Дорогостоящая публика - Джойс Оутс
Шрифт:
Интервал:
Закладка:
Через какое-то время я перестал слышать. Я убрал ладони от сдавленной ноющей болью головы, и на мгновение мне показалось, что я оглох. Но вот тишину прорезали их голоса. Они о чем-то очень тихо разговаривали. О чем, я не слышал. Может, они говорили на ином языке, языке любовников, кто знает? Их разговор плыл и уплывал и снова плыл. Все это было так странно и так привычно. Вдруг скрипнули пружины и Нада сказала:
— Да, пожалуйста, голубой, голубой с оборками.
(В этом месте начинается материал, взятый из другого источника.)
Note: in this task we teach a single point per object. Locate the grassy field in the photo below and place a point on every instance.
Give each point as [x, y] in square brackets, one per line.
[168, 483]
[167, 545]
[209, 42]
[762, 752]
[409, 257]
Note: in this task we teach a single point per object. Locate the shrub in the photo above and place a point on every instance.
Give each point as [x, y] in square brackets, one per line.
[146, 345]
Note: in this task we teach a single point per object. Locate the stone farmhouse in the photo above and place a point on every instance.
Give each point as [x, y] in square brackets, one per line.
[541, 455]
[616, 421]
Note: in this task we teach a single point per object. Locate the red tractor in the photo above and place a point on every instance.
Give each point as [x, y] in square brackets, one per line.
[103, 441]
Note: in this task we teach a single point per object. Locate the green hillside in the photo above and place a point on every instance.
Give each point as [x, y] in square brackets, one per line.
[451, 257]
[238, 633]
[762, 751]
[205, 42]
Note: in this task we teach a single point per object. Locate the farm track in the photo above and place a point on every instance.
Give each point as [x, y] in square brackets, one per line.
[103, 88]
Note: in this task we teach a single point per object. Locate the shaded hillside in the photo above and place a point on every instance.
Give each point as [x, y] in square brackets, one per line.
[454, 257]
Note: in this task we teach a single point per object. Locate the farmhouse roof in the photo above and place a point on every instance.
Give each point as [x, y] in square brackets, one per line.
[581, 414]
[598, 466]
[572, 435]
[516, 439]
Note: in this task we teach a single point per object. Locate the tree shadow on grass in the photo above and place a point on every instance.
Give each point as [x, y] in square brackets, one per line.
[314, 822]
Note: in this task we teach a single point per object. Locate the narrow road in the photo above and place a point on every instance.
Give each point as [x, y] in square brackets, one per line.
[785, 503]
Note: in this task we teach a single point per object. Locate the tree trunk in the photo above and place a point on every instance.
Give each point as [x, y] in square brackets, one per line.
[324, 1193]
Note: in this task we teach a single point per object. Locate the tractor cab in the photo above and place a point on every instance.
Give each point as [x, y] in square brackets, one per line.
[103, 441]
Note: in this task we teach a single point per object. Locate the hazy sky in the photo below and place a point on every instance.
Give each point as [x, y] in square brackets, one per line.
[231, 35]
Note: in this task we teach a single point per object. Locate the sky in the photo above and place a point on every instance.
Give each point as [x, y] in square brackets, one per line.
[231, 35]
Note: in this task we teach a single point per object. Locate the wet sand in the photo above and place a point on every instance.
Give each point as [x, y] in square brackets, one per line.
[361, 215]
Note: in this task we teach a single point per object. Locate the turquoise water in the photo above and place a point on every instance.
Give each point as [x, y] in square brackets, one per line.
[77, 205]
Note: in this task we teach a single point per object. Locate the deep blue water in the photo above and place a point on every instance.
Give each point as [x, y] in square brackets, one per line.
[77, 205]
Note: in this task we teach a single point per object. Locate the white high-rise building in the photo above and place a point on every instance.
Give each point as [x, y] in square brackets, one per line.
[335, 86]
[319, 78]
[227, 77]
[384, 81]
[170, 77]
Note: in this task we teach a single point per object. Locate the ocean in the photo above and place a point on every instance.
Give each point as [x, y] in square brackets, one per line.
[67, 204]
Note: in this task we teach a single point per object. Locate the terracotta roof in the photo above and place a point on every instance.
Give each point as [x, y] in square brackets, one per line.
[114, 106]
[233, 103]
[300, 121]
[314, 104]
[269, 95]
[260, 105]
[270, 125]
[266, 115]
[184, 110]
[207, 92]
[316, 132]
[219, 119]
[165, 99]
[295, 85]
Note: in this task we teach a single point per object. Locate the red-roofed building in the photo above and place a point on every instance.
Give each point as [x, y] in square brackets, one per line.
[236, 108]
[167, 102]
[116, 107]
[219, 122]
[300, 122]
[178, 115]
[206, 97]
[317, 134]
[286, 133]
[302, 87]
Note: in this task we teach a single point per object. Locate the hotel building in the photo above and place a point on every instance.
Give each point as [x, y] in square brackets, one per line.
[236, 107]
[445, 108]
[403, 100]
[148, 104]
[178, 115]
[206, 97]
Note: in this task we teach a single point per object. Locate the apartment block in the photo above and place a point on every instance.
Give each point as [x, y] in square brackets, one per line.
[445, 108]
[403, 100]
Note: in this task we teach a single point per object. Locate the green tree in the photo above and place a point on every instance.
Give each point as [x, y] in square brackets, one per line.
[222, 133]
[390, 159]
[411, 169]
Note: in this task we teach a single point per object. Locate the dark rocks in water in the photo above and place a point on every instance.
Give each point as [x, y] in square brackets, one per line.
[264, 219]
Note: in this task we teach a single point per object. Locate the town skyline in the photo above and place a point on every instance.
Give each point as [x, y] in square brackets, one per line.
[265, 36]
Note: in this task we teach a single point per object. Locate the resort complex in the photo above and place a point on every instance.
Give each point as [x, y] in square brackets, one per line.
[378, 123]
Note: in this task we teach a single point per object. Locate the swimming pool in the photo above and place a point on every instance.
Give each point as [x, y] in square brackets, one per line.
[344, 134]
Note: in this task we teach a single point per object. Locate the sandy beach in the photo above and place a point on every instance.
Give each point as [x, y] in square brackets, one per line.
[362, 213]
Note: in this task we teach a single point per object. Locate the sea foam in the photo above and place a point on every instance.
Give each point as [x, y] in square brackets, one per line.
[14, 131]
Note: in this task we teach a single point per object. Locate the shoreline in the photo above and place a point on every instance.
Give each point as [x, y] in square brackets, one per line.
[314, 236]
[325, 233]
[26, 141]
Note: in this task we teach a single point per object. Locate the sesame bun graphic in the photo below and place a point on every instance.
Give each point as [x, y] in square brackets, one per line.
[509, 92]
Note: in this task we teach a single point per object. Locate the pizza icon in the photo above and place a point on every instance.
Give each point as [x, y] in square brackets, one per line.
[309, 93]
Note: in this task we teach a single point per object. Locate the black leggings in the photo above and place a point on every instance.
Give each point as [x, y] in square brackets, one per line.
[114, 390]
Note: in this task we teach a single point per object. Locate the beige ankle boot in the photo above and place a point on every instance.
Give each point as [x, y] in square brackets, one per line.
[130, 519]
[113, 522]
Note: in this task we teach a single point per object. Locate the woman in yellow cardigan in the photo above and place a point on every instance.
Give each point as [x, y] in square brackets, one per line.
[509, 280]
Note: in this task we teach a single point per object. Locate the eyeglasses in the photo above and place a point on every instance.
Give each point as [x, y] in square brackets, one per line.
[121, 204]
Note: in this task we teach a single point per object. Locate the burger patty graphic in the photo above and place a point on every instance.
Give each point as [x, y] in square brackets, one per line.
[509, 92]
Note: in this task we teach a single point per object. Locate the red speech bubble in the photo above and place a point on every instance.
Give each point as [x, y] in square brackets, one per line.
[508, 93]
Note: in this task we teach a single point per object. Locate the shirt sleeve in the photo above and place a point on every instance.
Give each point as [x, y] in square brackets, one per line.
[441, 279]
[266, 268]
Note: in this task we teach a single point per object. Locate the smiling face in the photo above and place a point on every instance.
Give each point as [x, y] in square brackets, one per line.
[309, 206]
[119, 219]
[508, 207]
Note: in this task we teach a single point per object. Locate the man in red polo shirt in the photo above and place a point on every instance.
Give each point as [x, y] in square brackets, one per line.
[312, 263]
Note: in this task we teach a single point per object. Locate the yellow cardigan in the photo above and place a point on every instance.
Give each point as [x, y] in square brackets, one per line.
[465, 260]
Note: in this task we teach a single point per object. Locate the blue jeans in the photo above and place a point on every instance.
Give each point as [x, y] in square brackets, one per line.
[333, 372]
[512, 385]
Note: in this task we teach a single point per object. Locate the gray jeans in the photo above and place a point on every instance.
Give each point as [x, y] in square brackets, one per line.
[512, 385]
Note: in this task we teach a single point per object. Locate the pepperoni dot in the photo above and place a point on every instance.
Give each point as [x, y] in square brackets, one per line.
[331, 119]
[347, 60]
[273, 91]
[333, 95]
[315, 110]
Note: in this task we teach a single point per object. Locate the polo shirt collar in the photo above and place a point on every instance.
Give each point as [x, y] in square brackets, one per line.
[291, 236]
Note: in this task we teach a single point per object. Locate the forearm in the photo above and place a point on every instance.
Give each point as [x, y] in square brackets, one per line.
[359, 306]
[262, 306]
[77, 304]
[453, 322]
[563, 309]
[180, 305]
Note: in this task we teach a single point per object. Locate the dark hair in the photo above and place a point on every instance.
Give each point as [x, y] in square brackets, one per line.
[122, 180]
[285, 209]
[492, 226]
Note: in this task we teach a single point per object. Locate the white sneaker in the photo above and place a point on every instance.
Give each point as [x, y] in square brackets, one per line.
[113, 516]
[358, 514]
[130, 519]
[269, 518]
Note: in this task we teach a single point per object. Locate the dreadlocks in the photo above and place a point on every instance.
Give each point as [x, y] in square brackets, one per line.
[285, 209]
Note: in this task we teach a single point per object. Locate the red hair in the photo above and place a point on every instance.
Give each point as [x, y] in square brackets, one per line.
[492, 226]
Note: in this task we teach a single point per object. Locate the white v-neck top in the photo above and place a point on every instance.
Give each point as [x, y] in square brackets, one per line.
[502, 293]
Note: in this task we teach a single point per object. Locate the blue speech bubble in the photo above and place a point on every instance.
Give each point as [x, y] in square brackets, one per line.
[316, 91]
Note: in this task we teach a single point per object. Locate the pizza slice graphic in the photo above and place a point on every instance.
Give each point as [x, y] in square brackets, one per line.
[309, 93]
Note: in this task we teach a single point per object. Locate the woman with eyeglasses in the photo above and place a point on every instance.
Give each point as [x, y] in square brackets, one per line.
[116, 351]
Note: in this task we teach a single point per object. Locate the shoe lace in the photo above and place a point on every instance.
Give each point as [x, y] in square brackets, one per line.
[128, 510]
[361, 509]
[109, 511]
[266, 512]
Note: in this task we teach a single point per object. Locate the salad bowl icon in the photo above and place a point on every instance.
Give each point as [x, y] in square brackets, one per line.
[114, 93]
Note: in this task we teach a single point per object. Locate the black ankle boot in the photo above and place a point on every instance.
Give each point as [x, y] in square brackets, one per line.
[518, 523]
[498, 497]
Я понял, что мужчина направляется к шкафу, и принялся учащенно дышать ртом. Веки у меня сомкнулись. Я снова поднял руки к ушам и пригнулся еще ниже. Я упомянул, что все это время, час или более того, я провел, согнувшись пополам на корточках, и что ноги у меня ломило не переставая? Приходилось ли вам когда-нибудь сидеть скрючившись на куче дамских туфель, разбросанных по низу стенного шкафа, задыхаясь и мучаясь от стыда и не смея даже дышать? Не приходилось? Приходилось ли вам хотя бы пять минут просидеть на четвереньках, когда ноги отчаянно ломит и ничего, ничего так не хочется, как только выпрямиться как можно поскорей?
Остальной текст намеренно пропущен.